In Go, an Interface is therefore not a component of a type hierarchy (as there is no such thing). Instead, it is simply an ad-hoc specification of the set of methods which must be implemented for a given purpose. That's all. They're a stand-in for dynamic typing whereby you can declare ahead of time which functions on a given type you'll be using -- then any variable who's type satisfies those requirements can be used.
This makes it impossible to use patterns like Generics with Go, and Rob Pike has said at a conference that this might be changed in the future if someone can come with a an elegant implementation and a compelling use case. But that remains yet to be seen.
First, it's important to notice that types implement interfaces implicitly — that is, interfaces are "duck types". Any type that provides the methods required by the interface is assignable to a variable of the interface type, without any cooperation from the original type. This is different from, say, Java or C# where a class that implements an interface has to declare its intention to implement the interface, in addition to actually providing the methods.
Go also has a pretty strong tendency against "action at a distance". For example, even though methods are declared separately from types, it's illegal to declare a method in a different package from its receiver type. You can't just go adding methods to os.File.

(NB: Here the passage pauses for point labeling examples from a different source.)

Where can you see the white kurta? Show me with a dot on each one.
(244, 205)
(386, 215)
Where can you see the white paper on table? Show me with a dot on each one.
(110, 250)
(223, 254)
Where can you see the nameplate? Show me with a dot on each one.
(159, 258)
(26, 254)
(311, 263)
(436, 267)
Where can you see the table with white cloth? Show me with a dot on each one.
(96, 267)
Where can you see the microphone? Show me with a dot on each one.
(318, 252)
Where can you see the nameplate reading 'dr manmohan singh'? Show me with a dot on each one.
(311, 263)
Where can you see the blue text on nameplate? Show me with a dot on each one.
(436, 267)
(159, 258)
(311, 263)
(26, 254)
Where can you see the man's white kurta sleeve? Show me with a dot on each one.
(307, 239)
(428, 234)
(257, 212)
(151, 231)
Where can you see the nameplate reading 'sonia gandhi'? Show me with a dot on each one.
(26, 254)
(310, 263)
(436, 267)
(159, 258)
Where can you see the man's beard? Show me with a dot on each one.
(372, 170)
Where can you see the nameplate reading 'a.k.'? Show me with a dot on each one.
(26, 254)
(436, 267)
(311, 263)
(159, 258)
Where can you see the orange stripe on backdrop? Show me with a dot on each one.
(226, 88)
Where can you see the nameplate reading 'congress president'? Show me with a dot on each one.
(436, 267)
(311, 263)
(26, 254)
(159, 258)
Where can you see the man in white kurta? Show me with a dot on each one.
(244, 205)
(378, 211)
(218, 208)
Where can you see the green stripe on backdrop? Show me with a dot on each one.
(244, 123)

If interfaces could provide methods (making them traits/roles) then any type that implemented an interface would gain a bunch of new methods out of nowhere. Someone reading the code and seeing those methods used probably have a hard time figuring out where they came from.
There's a problem with fragility — change the signature of a method that's required by an interface, and a bunch of other methods appear or disappear. In the case where they disappeared, it's not obvious where they "would have" come from. If types had to declare their intention to implement an interface then breaking the contract would prompt an error (and "accidentally" implementing an interface does nothing), but when interfaces are satisfied implicitly things are trickier.

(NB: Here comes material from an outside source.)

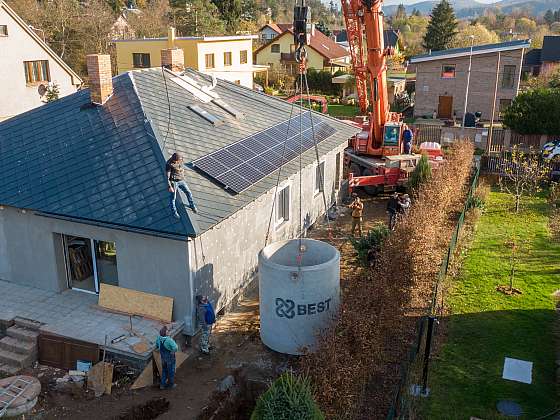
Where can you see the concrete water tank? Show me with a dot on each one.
(297, 299)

Worse, there could be name conflicts — an interface provides a method with the same name as a method provided by a type that implements that interface, or two interfaces both provide a method with the same name, and some type happens to implement both of those interfaces. Resolving that conflict is the kind of complication that Go really likes to avoid, and in a lot of cases there is no satisfying resolution.
Basically, it would be really cool if interfaces could provide methods — roles as composable units of behavior are cool, and mesh well with Go's composition-over-inheritance philosophy — but actually doing it would be too complicated and too action-at-a-distance-y for Go to contemplate.